意外と来るのが早かったなぁとは思うけど。
ま、僕はそれ以前に、貴方とあの人達が知り合いだって言うことに驚きを禁じ得ないんだけど。
どういうご関係なの?」
背後にある複数のモニター。
その一つに目を向けて少年は言う。
そのモニターには先程まで甲冑と会話していた彼等が写っていた。
「…………話す義理なんて無い」
目を伏せる黒猫の少年。
?「あはは、それもそうか。」
「けど、捕まえるのは納得いかない。」
笑う少年を、黒猫は真っ直ぐに見詰めた。
?「…僕もこういうのはあんまり趣味じゃないんだけどね。
…不法侵入されちゃったら、捕まえないわけにはいかないでしょ。
…まぁ……これも仕事だから。

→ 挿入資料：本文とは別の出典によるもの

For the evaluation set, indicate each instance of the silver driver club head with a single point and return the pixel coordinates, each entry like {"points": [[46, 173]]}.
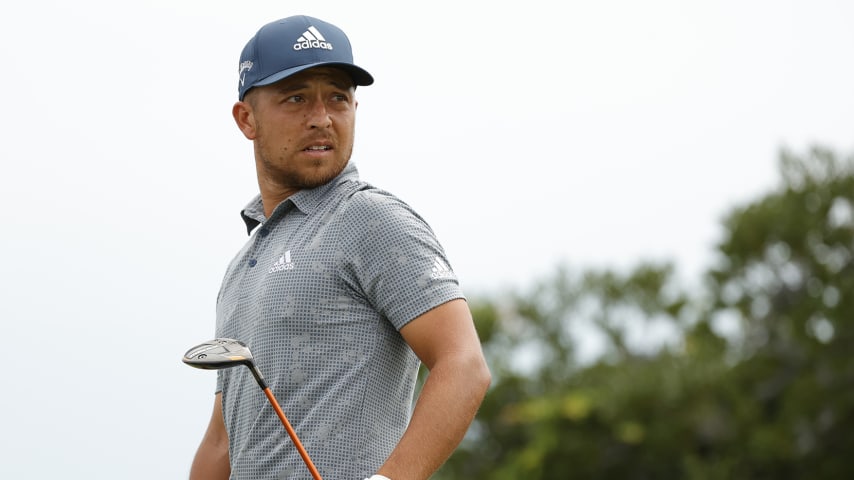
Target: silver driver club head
{"points": [[219, 353]]}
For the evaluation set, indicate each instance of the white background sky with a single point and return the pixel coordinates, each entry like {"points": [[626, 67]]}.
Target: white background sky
{"points": [[599, 133]]}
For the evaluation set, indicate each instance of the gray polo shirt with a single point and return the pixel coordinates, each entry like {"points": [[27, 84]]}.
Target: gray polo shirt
{"points": [[318, 293]]}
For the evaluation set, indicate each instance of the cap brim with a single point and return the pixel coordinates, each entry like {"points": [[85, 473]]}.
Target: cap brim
{"points": [[360, 76]]}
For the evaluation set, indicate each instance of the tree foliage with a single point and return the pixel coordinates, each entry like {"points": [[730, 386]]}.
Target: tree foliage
{"points": [[753, 379]]}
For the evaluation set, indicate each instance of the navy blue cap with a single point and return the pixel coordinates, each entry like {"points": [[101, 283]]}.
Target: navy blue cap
{"points": [[293, 44]]}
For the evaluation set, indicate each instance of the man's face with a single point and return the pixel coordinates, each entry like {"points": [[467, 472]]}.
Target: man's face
{"points": [[304, 128]]}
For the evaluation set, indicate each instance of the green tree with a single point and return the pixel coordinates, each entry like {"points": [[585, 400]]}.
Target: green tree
{"points": [[771, 398]]}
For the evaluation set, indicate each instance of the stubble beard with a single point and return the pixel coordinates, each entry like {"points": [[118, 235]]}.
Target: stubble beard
{"points": [[279, 171]]}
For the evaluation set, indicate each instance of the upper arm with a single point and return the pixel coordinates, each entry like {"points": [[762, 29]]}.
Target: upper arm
{"points": [[211, 460], [443, 332]]}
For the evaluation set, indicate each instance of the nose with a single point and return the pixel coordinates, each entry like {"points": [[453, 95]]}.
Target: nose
{"points": [[318, 116]]}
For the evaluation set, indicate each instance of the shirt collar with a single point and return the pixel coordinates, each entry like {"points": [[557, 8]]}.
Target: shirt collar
{"points": [[304, 200]]}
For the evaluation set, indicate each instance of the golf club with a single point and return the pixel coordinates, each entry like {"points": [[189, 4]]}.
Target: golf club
{"points": [[222, 353]]}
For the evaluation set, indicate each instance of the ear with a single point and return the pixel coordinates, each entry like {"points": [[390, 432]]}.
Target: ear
{"points": [[245, 119]]}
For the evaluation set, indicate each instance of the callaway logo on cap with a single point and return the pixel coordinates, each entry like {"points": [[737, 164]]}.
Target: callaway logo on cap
{"points": [[290, 45]]}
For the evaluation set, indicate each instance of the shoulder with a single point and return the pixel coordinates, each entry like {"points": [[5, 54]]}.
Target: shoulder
{"points": [[372, 206]]}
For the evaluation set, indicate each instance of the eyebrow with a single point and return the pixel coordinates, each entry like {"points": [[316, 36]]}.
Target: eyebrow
{"points": [[292, 87]]}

」
少年も少年で、のらりくらりと言ったあと、最後に諦めたような口振りでごちた。
「…………お前、この仕事向いてないにゃ」
黒猫の少年は、少しだけ普段の口調に戻して言う。
?「あはは、上司にもよく言われるよ。 けどここ以外に働き口がなくってね。
でもゲストにまで言われると思わなかったなぁ。 …さてと君にはこれを渡しておこうか。」
空笑いをした後、黒猫の少年に鍵を手渡す少年。
「…これは?」
?「あの人達の仲間が入ってる牢の鍵。 あの人達が辿り着いたらつかっていいよ。
あ、牢の鍵は二本揃わないと開かないから、先に逃がそうとしても無駄だよ。」
少年は、回転する座椅子ごと背を向ける。
「…お前、ホントに何考えてるんだ?」
?「何を考えてるって訳でもないよ。 強いて言えば、僕は直轄の上司の命に従ってるだけさ。
…あ、このゲームが終わったら、貴方も自由にしていいから。 じゃ、聖來さん。
それ持って牢の場所まで行ってねー。」
背を向けたまま、ヒラヒラと手を振る少年を訝しみつつ、黒猫……聖來は牢へと向かう。
?「…ほんっと、僕ってば何考えてるんだろうなぁ。」
一人残った少年は、モニターに写る時雨達を見ながら、自嘲気味に笑った。
時雨達は、どうやら分岐点に差し掛かったらしい。
?「さてと、僕もお仕事しようかな。」
少年はそう呟くと、再びヘッドホンを装着し、マイクに向かって口を開いた。
?「ハロー?お客人、首尾はどうかな?」
少年の声が、分岐点にいる彼等に響いた。